The LLM said that no news I provided it (as of 6PM on 3/24/26) had yet talked about the infected code being quite so … eager … to explore its lateral movement potential on Google Cloud, Azure, etc. as on AWS. It said that it seems that “it grabbed your credential cache and left,” on other clouds, and “did not appear to ask ‘what other roles has this identity been granted, and what can I do with them?”

However, of course, it pointed out that once things like ~/.azure had been shipped to the attacker, who knows what they subsequently did with those secrets outside the runtime of your Github Actions workflow. It’s quite possible that they had something going through their loot, checking out if stolen Azure tokens could exercise Entra service principals’ Contributor rights, etc. It did, though, point out that they would’ve had to work fast, for any ~/.azure-like tokens obtained with an az login --federated-token OIDC flow (probably about an hour) before those tokens expired. It said to consider checking both the Vault-B and the Subscription-A activity logs for suspicious activity, no matter which cloud you’re on, but that if you’re not on AWS, you’re probably most likely to find Vault-B suspicious activity, since that’s what was actually in memory when your GitHub Actions workflow ran the ast-github-action.

(They did say, though, that to be really thorough, you could also double-check that the settings on the identity’s Federated Credentials list don’t seem to have been tampered with in any way, and still only allow in your actual GitHub Actions workflow you thought you’d specified.)

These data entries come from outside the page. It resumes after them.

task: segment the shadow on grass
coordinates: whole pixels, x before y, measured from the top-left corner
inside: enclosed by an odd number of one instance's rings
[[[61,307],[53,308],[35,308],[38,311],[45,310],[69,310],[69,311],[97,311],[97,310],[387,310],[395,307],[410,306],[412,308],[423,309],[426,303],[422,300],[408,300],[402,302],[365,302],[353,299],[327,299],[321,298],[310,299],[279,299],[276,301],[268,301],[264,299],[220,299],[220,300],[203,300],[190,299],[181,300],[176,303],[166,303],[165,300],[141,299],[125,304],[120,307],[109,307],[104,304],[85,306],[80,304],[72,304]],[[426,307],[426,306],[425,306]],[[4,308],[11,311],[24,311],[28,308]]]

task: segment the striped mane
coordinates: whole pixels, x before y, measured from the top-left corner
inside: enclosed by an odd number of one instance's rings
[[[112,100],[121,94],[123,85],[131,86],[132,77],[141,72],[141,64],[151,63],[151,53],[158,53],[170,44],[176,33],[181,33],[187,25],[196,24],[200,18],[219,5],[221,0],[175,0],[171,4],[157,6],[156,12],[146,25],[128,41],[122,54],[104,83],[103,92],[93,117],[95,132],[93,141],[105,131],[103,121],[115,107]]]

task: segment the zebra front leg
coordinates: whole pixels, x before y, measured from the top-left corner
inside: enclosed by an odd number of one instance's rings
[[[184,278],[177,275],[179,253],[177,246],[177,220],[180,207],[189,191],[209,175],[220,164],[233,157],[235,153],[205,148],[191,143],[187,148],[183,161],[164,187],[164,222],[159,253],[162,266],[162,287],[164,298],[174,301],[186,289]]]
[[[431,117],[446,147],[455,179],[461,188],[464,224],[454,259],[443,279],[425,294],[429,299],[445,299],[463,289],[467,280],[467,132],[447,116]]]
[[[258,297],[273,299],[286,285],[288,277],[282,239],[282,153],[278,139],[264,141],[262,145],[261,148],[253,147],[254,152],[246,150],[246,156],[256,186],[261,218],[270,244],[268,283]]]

Ahem – this would be a great time to make make the case to upper management that you need budget for staffing to audit and fix “principle of least privilege” issues lying around in your clouds. For example, if you’re a Microsoft shop, to find and fix all of your Entra Service Principals that have been granted an Azure RBAC Role Assignment of Contributor scoped against a whole Azure subscription, when all they really need is Website Contributor scoped against one very specific Azure App Service resource ID.

(Same principle applies to other clouds, I was just in a hurry and asked it examples using Microsoft products.)


Legacy authentication (authN) vulnerabilities

I asked the LLM a 3rd question:

And for GitHub Actions that used a non-OIDC, long-lived method, like a Secret or Credential, to authenticate into such an Entra Service Principal … is the owner of that Entra Service Principal now looking at IMMEDIATELY needing to rotate those Secrets and Credentials attached to the Entra App Registration in question?

Its answer was a resounding yes, saying:

  • With OIDC, the attacker got a session token with a ~1-hour expiry and no way to regenerate it.
  • With a client secret, the attacker got the credential itself — they can call az login with it any time they want, for as long as it remains valid, regardless of GitHub Actions. There is no expiry clock protecting you.”

(Same principle applies to other clouds, I was just in a hurry and asked it examples using Microsoft products.)

(In fact, Same principle applies outside of Checkmarx, e.g. with Trivy, LiteLLM, or wherever else this ends up spreading, I suspect – I was just working off today’s news and focused on ast-github-action when asking the LLM for examples.)